Created: January 24, 2021
Modified: February 25, 2022
Modified: February 25, 2022
generative questions
This page is from my personal notes, and has not been specifically reviewed for public consumption. It might be incomplete, wrong, outdated, or stupid. Caveat lector.- Small talk can be mindnumbing and pointless. I like the idea of 'big talk, not small talk'. But realistically small talk serves a social purpose. You can't really go deep with someone until you know who they are and what they're interested in. You're not going to walk up to someone at a party and open by asking them about their views on rule vs act utilitarianism (at least at the vast majority of parties).
- It's natural to ask people factual questions. "Where do you work?" "What kind of stuff do you do?" "What is that useful for?" "Where are you from?" And so on.
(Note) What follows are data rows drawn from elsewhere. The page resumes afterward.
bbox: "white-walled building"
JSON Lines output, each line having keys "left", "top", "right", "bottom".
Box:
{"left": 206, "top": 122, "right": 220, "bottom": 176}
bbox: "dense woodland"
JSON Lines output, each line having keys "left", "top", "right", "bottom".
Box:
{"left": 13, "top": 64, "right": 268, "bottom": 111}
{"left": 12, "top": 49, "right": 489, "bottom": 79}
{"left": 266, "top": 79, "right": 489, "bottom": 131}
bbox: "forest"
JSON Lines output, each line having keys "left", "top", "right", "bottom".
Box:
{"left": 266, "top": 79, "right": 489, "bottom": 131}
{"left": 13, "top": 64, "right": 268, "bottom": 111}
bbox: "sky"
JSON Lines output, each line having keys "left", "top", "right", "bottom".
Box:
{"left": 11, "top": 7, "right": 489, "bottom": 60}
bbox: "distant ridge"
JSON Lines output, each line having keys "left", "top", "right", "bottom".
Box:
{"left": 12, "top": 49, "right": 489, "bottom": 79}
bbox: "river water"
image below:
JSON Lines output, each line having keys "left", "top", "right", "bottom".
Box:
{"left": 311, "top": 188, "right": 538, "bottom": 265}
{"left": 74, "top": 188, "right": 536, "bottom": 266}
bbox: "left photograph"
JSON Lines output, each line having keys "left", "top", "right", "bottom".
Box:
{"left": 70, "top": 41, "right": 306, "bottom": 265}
- There's a place for these, but they're usually not all that interesting to be asked or to answer.
- You have a better conversation and get to know a person better by asking people to describe who they want to be. Questions that generate ideas, plans, thoughts about the future.
- Examples:
- What can't you stop thinking about?
- What's something exciting you'd like to work on?
- What books do you want to read?
- or "What books have you read recently" also gets at their aspirational selves and is easier to discuss since they can describe the book.
- These are a special case of the insight that the goal of talking to anyone is to help them think. communication is processing.
- Another example is to ask people to speculate:
- Who will win the game tonight?
- Who will run in the 2024 election?
- Which companies in (some market) will grow and which companies will shrink?
- Which of these is appropriate depends on the person and the context. But when used appropriately, asking for speculation is giving someone the gift of letting them engage in prediction as a model-building exercise.